Energy Consumption and the Economy

MYTH: California is believed to be one of the highest consumers of energy in the country.
FACT: California is ranked number 2 as one of the lowest consumers of energy in the United States.

However, Texas, being the largest consumer of energy, most of it being Industrial, with its powerplants and factories, is never brought up in a conversation concerning energy consumption. This does not anger me. It amuses me. Where does this "stereotype" come from?

I wonder what would happen to the economy if Texas and California were to switch spots on the graph? Would the economy boost or deflate. Obviously, with inflation occuring in the country this very minute, with gas in Texas nearly $4.25 per gallon, and a gallon of milk nearly $6.oo, we're all headed for an economic downfall. Which... isn't good for the least bit.

Surely there is something we can do. Instead of everyone griping and complaining about the economy, we should demand a change from the government, and change the situation that is causing most of us to suffer. It's not cheap to live these days, so the only thing one can do is keep prices down as low as possible.

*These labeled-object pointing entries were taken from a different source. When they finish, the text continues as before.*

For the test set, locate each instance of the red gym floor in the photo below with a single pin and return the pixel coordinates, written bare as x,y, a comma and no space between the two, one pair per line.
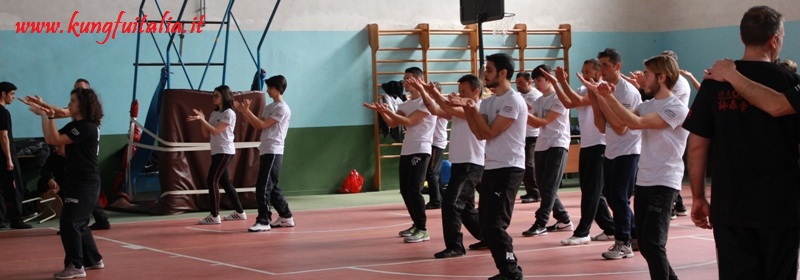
344,243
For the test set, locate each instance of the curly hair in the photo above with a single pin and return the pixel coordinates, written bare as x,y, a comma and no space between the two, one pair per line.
89,104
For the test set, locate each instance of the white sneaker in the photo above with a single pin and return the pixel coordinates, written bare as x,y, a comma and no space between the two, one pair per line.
602,237
282,222
210,220
559,226
235,216
258,227
574,240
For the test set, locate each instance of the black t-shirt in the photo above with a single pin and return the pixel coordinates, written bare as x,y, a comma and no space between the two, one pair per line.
82,153
5,124
756,177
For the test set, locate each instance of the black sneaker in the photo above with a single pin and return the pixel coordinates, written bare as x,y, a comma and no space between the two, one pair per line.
535,230
448,253
503,277
100,226
480,245
20,225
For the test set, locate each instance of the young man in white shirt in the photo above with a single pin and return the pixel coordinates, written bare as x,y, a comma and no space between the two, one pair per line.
552,119
530,94
467,155
501,121
415,153
623,147
590,166
661,164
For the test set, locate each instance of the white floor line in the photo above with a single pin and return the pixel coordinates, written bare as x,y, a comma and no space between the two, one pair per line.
304,232
139,247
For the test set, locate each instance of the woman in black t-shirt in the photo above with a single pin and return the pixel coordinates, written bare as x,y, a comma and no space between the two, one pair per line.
82,178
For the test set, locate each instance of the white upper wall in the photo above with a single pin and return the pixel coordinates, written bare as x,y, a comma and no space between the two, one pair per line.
351,15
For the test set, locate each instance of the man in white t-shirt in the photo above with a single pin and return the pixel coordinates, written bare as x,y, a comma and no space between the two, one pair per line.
530,94
500,120
552,119
273,123
590,167
661,165
435,166
467,156
415,153
623,147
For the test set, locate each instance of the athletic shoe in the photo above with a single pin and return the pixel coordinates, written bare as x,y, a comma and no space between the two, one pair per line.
561,227
259,227
210,220
480,245
602,237
418,236
97,265
20,225
407,232
502,277
282,222
529,199
448,253
70,272
100,226
618,251
236,216
574,240
535,230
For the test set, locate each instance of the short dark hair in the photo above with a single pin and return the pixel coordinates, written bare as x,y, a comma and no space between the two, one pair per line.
474,82
612,55
502,61
90,106
415,71
227,97
595,63
759,24
7,87
524,75
82,80
277,82
537,72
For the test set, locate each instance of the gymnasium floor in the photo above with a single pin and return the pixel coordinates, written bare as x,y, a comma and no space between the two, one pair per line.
351,236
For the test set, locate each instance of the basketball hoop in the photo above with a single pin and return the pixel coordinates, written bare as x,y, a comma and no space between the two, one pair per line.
501,27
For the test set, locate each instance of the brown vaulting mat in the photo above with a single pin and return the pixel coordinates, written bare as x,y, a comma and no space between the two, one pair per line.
188,170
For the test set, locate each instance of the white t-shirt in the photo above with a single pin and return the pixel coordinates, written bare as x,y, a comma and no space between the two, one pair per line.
530,97
418,137
630,142
464,146
508,148
661,162
223,143
682,90
590,135
555,133
272,138
440,133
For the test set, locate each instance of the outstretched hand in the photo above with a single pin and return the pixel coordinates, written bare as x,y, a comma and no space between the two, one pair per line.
721,69
605,89
198,115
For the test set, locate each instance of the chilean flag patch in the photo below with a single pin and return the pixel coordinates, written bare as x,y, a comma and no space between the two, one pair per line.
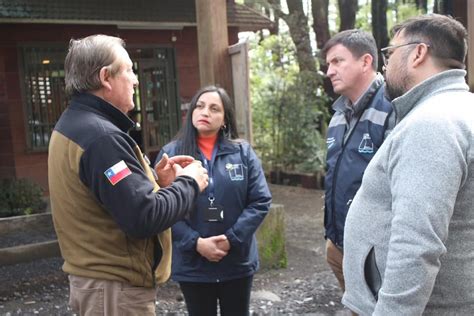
117,172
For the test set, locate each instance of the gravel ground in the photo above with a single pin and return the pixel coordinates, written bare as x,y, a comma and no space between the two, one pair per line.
306,287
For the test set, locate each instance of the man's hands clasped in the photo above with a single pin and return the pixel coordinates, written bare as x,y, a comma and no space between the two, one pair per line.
168,169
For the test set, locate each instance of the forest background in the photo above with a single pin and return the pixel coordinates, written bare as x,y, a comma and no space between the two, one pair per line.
290,95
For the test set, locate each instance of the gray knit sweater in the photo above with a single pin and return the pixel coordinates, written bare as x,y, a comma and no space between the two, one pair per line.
415,209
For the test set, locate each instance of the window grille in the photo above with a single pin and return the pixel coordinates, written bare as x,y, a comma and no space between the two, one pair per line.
43,92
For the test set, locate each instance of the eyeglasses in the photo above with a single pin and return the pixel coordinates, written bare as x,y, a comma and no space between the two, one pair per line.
387,51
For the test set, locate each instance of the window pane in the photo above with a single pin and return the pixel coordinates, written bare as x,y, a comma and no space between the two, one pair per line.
43,82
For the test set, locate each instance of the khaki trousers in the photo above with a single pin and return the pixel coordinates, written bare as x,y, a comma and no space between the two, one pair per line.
334,257
93,297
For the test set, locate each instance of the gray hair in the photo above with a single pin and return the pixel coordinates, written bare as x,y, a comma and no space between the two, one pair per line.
86,57
446,36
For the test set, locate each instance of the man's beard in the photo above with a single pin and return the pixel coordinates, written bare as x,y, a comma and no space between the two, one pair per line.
393,91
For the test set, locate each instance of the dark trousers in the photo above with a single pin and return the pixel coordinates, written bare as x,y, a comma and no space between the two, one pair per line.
233,297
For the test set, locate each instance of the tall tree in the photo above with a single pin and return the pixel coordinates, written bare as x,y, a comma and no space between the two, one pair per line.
379,25
297,23
347,13
320,11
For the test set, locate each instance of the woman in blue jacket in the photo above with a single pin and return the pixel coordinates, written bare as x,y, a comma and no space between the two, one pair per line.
214,250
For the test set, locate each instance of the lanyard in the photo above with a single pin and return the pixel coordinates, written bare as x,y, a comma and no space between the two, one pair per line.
209,166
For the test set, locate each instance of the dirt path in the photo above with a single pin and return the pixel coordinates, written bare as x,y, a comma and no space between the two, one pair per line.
306,287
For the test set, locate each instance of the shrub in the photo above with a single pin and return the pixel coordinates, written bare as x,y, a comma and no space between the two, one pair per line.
20,197
289,109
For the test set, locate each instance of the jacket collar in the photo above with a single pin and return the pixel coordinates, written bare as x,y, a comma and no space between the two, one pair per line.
449,80
95,104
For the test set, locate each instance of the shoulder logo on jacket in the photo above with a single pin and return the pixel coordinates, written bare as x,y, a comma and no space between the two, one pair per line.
236,171
117,172
330,142
366,145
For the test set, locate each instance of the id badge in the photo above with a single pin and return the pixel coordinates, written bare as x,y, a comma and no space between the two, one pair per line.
214,213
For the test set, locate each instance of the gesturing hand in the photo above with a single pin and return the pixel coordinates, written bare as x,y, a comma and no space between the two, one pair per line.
196,171
166,170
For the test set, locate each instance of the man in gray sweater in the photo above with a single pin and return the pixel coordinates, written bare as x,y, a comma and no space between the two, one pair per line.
409,238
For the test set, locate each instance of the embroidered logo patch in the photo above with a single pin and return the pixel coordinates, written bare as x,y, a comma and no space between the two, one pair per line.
330,142
366,145
117,172
236,171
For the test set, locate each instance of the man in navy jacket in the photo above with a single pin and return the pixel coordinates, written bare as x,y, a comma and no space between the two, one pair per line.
355,132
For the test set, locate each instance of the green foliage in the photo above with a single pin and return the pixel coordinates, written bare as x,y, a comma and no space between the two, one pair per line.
288,108
20,197
396,13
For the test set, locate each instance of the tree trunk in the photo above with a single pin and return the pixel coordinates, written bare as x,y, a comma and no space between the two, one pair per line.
297,23
379,26
347,12
320,11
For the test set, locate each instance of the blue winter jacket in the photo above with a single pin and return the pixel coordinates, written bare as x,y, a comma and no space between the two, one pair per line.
346,161
242,191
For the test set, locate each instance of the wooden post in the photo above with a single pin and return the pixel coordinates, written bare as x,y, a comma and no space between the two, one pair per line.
213,43
463,11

Here's an idea: If every single vehicle in the state of Texas alone would be parked in a driveway, and not move again for one week, the amount of gas that would be "saved up" would be tremendous. Think. There are a few million people in Texas, not including kids, meaning, there are a few million motorists as well, which probably use a few million gallons of gas everyday. Now, we'll just use a number. Let's say that in Texas there is approx. 3 million gallons used in ONE day. Now, times that by 7, and you get what... 21.000.000 gallons used per week. Just think. $4.15 times 21.000.000 is $87,150,000. Now take that and apply it rationally to the whole country. It would probably hit 1 billion dollars. If one state can save $8.15 million dollars in one week, imagine what the whole country could do, in effect, allowing gas prices to drop. Just taking a guess, I would say, we could drop gas $1.50 if not more. Tell me what you think. Am I crazy? Or brilliant?